BRIN sebut sistem peringatan dini tsunami Ina-TEWS mahal, tidak cocok di Indonesia

BRIN mengklaim Indonesia belum pernah menerapkan Ina-TEWS.

Kepala BRIN, Laksana Tri Handoko (pegang mik), sebut proyek peringatan dini tsunami Ina-TEWS mahal dan tidak cocok diterapkan di Indonesia. Alinea.id/Marselinus Gual

Kepala Badan Riset dan Inovasi Nasional (BRIN), Laksana Tri Handoko, mengatakan, penghentian program sistem deteksi tsunami dini berbasis kabel optik (Ina-TEWS) bukan karena masalah anggaran, melainkan mahal dan tidak cocok diterapkan di Indonesia.

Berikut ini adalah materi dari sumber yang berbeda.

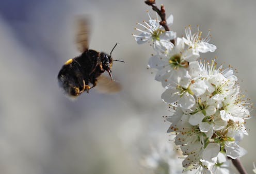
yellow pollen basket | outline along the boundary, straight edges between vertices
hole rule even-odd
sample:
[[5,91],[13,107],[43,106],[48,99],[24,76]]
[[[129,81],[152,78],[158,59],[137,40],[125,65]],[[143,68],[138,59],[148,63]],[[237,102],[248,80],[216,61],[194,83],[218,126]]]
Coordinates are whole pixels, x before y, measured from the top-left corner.
[[69,65],[72,62],[73,62],[72,59],[69,59],[67,62],[65,62],[65,65]]

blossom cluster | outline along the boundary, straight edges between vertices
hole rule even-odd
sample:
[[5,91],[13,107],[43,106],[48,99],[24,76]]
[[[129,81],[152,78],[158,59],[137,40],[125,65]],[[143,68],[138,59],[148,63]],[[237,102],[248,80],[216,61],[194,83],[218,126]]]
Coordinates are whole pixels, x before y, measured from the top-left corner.
[[[250,106],[241,94],[237,78],[230,67],[223,69],[214,60],[199,59],[201,53],[216,49],[209,43],[210,31],[203,38],[198,27],[193,33],[189,26],[185,37],[179,38],[175,32],[165,31],[157,18],[149,16],[148,22],[138,23],[143,29],[135,28],[141,33],[133,35],[138,44],[149,42],[155,51],[148,66],[157,69],[155,79],[166,89],[162,98],[170,108],[167,132],[176,135],[184,170],[228,173],[226,157],[235,159],[246,153],[238,143],[247,134],[244,125]],[[171,15],[166,20],[168,26],[173,19]]]

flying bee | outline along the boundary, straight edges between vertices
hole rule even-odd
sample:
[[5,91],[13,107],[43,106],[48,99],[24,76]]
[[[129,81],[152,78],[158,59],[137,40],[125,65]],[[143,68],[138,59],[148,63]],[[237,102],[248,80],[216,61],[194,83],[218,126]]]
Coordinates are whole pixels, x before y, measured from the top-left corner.
[[[78,20],[76,43],[78,50],[82,54],[73,59],[68,60],[62,66],[58,75],[60,86],[71,96],[76,97],[84,91],[89,90],[97,85],[98,80],[102,92],[113,93],[121,90],[121,85],[113,81],[111,68],[114,60],[110,55],[88,48],[89,27],[88,20]],[[103,75],[106,71],[110,79]]]

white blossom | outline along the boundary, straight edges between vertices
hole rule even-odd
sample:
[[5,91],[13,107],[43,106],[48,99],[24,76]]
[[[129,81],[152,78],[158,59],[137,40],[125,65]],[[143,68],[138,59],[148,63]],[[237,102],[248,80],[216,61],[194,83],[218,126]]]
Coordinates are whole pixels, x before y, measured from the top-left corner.
[[[156,50],[165,51],[173,47],[173,44],[170,41],[176,38],[176,33],[172,31],[165,31],[159,24],[159,21],[157,19],[152,19],[148,13],[150,20],[148,22],[143,21],[144,24],[138,23],[144,30],[137,28],[135,29],[141,32],[139,35],[133,34],[139,44],[148,42],[153,42],[154,48]],[[167,25],[172,24],[173,17],[171,15],[167,20]]]

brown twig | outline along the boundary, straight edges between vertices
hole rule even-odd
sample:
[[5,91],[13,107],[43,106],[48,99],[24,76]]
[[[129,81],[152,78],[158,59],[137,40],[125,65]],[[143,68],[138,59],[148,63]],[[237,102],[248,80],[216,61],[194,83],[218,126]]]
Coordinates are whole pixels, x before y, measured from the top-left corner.
[[[159,24],[162,25],[166,31],[170,31],[170,29],[167,25],[167,23],[166,22],[166,16],[165,14],[165,9],[164,5],[161,5],[161,9],[159,9],[157,8],[155,5],[155,0],[147,0],[145,1],[145,3],[149,6],[152,7],[153,10],[155,11],[157,13],[160,18],[161,18],[161,21]],[[175,40],[172,39],[170,40],[171,42],[173,44],[175,44]]]
[[240,174],[247,174],[246,170],[243,166],[241,161],[239,158],[236,159],[231,159],[233,164],[235,166],[235,168],[238,170]]

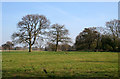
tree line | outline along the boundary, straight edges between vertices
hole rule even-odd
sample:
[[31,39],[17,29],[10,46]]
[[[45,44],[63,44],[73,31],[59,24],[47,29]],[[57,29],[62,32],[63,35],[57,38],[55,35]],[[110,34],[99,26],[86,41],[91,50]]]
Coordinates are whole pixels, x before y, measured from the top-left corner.
[[120,20],[106,22],[106,27],[84,28],[72,46],[65,25],[50,25],[44,15],[26,15],[17,25],[18,31],[12,34],[12,42],[3,44],[3,49],[22,44],[29,48],[29,52],[37,48],[46,51],[120,51]]
[[120,20],[106,22],[105,28],[85,28],[74,45],[76,50],[120,51]]

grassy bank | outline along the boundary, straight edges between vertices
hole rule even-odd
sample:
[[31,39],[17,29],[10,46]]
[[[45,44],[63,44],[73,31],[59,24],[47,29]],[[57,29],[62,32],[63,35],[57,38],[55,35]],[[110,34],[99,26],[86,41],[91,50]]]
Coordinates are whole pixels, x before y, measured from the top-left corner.
[[118,53],[3,52],[2,71],[3,77],[117,77]]

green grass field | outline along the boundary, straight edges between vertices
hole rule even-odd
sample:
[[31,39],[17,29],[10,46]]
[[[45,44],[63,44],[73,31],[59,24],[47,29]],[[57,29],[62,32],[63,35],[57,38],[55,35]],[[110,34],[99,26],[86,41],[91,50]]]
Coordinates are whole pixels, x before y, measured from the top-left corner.
[[[44,69],[47,73],[44,72]],[[118,53],[12,51],[2,53],[3,77],[118,77]]]

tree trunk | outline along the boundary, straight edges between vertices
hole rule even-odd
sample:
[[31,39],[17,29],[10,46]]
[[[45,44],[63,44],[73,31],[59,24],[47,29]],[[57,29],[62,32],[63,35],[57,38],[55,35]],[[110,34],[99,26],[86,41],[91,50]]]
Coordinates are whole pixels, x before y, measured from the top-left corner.
[[32,45],[29,44],[29,52],[32,52]]
[[58,42],[56,42],[56,49],[55,51],[58,51]]

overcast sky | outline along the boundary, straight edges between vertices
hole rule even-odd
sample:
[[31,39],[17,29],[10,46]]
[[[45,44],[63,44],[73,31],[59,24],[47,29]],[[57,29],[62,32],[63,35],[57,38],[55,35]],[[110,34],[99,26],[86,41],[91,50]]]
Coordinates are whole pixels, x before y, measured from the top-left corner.
[[11,41],[17,23],[27,14],[45,15],[51,24],[64,24],[73,42],[86,27],[105,27],[118,18],[117,2],[3,2],[2,43]]

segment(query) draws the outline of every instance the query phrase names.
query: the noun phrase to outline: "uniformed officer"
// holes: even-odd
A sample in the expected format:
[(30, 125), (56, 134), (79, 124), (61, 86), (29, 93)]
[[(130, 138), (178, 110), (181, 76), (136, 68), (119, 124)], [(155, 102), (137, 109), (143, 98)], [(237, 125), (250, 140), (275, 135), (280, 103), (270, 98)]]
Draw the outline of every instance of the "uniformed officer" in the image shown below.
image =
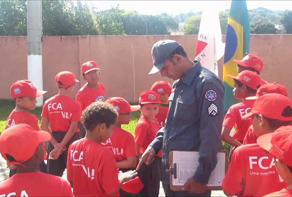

 "Jadi, apa yang dilakukan di BRIN dan pada saat itu di BPPT (Badan Pengkajian dan Penerapan Teknologi) adalah riset. Jadi, kita belum pernah mengoperasikan alat yang namanya alat pendeteksi dini tsunami, belum pernah ada," katanya dalam konferensi pers di Gedung BJ Habibie, Jakarta, pada Jumat (10/2).

"Itu karena BRIN atau BPPT dulu tidak pernah menjadi operator alat pendeteksi dini tsunami. Yang operator seharusnya BMKG (Badan Meteorologi, Klimatologi, dan Geofisika). Jadi, yang kita lakukan adalah riset untuk membuat sistem pendeteksi dini tsunami yang paling baik," imbuhnya.

Ina-TEWS adalah sistem peringatan dini tsunami yang komprehensif, termasuk menerapkan teknologi decision support system (DSS). Sistem ini diresmikan Presiden ke-6 RI, Susilo Bambang Yudhoyono (SBY), pada 2008.

Handoko melanjutkan, program Ina-TEWS yang dihentikan dengan dalih sensor berbasis kabel optik di laut itu tidak berhasil. BMKG pun disebut keberatan dengan sistem tersebut.